We report a structure-based biological approach to identify the proton-transfer pathway in photosystem II. First, molecular dynamics (MD) simulations were conducted to analyze the H-bond network that may serve as a Grotthuss-like proton conduit. MD simulations show that D1-Asp61, the H-bond acceptor of H₂O at the Mn₄CaO₅ cluster (W1), forms an H-bond via one water molecule with D1-Glu65 but not with D2-Glu312. Then, D1-Asp61, D1-Glu65, D2-Glu312, and the adjacent residues, D1-Arg334, D2-Glu302, and D2-Glu323, were thoroughly mutated to the other 19 residues, i.e., 114 Chlamydomonas chloroplast mutant cells were generated. Mutation of D1-Asp61 was most crucial. Only the D61E and D61C cells grew photoautotrophically and exhibit O₂-evolving activity. Mutations of D2-Glu312 were less crucial to photosynthetic growth than mutations of D1-Glu65. Quantum mechanical/molecular mechanical calculations indicated that in the PSII crystal structure, the proton is predominantly localized at D1-Glu65 along the H-bond with D2-Glu312, i.e., pK_a(D1-Glu65) > pK_a(D2-Glu312). The potential-energy profile shows that the release of the proton from D1-Glu65 leads to the formation of the two short H-bonds between D1-Asp61 and D1-Glu65, which facilitates downhill proton transfer along the Grotthuss-like proton conduit in the S₂ to S₃ transition. It seems possible that D1-Glu65 is involved in the dominant pathway that proceeds from W1 via D1-Asp61 toward the thylakoid lumen, whereas D2-Glu312 and D1-Arg334 may be involved in alternative pathways in some mutants.

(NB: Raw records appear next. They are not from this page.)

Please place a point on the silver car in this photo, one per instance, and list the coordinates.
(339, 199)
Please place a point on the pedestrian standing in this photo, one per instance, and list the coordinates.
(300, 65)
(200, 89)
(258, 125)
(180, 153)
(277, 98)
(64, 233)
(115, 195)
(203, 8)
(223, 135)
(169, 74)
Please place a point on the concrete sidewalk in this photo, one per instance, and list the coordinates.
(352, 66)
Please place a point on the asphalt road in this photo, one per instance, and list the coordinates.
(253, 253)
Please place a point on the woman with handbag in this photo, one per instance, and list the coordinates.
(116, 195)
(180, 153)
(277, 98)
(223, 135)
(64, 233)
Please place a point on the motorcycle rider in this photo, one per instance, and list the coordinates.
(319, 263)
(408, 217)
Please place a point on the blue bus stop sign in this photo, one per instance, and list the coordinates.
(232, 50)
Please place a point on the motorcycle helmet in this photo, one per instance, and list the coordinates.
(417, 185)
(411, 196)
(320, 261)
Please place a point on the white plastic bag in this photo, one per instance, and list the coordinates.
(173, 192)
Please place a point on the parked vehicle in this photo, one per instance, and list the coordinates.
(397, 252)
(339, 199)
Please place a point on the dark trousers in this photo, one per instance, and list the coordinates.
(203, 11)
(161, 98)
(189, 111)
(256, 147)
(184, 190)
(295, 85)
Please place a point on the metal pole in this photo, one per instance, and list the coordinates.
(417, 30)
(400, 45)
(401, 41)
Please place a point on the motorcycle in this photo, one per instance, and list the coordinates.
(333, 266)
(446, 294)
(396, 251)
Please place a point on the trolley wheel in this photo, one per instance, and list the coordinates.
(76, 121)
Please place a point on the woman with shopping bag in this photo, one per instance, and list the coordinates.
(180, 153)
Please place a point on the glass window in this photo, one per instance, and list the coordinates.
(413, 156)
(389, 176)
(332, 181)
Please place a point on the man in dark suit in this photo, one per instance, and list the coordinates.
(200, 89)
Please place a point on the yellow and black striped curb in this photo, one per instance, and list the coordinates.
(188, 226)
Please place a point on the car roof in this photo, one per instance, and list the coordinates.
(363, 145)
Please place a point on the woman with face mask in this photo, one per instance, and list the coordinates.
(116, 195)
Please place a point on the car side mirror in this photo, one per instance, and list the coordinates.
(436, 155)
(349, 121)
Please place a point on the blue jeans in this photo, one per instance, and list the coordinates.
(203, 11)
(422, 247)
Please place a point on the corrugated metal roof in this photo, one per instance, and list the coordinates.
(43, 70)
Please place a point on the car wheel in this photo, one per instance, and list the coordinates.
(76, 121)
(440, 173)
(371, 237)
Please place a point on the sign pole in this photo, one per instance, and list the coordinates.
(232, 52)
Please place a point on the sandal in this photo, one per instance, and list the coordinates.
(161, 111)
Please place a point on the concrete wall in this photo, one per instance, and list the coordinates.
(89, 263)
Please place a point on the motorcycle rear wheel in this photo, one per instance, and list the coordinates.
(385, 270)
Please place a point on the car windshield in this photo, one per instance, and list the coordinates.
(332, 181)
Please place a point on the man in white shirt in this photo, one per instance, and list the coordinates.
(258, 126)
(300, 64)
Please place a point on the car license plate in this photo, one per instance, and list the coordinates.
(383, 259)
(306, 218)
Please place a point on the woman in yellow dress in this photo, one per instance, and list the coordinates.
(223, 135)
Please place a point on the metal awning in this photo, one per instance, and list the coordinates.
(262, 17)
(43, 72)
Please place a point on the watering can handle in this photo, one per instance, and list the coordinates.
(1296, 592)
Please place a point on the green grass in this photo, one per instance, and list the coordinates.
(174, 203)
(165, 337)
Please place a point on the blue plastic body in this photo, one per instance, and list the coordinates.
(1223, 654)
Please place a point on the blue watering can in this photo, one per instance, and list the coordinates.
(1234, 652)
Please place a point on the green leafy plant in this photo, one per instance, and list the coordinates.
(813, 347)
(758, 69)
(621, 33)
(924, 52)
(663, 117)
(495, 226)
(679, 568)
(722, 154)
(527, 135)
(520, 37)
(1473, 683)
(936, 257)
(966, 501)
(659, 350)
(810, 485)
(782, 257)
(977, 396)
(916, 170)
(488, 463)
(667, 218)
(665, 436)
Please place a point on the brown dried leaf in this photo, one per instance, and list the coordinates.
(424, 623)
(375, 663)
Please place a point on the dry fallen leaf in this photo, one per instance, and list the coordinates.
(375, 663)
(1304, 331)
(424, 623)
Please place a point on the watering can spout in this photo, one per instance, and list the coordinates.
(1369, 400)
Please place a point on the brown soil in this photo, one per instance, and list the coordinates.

我们报告了一种基于结构的生物学方法来识别光系统II中的质子转移途径。首先，进行了分子动力学（MD）模拟，以分析可能用作格罗特斯式质子导管的氢键网络。MD模拟显示，D1-Asp61是Mn ₄ CaO ₅簇（W1）上H ₂ O的H键受体，它通过一个水分子与D1-Glu65而不是D2-Glu312形成H键。然后，将D1-Asp61，D1-Glu65，D2-Glu312和相邻残基D1-Arg334，D2-Glu302和D2-Glu323彻底突变为其他19个残基，即产生了114个衣藻衣藻叶绿体突变体细胞。 。D1-Asp61的突变是最关键的。仅D61E和D61C细胞自养生长并显示O_2-不断发展的活动。D2-Glu312的突变对光合生长的重要性不如D1-Glu65的突变。量子力学/分子力学计算表明，在PSII晶体结构中，质子主要位于与D2-Glu312沿H键的D1-Glu65处，即p K _a（D1-Glu65）> p K _a（D2- Glu312）。势能图显示，质子从D1-Glu65释放会导致在D1-Asp61和D1-Glu65之间形成两个短的氢键，这有利于质子沿着Grotthuss样质子导管在质子传递过程中向下移动。 S ₂至S ₃过渡。D1-Glu65可能参与了从W1经由D1-Asp61到达类囊体腔的主要途径，而D2-Glu312和D1-Arg334可能参与了某些突变体的替代途径。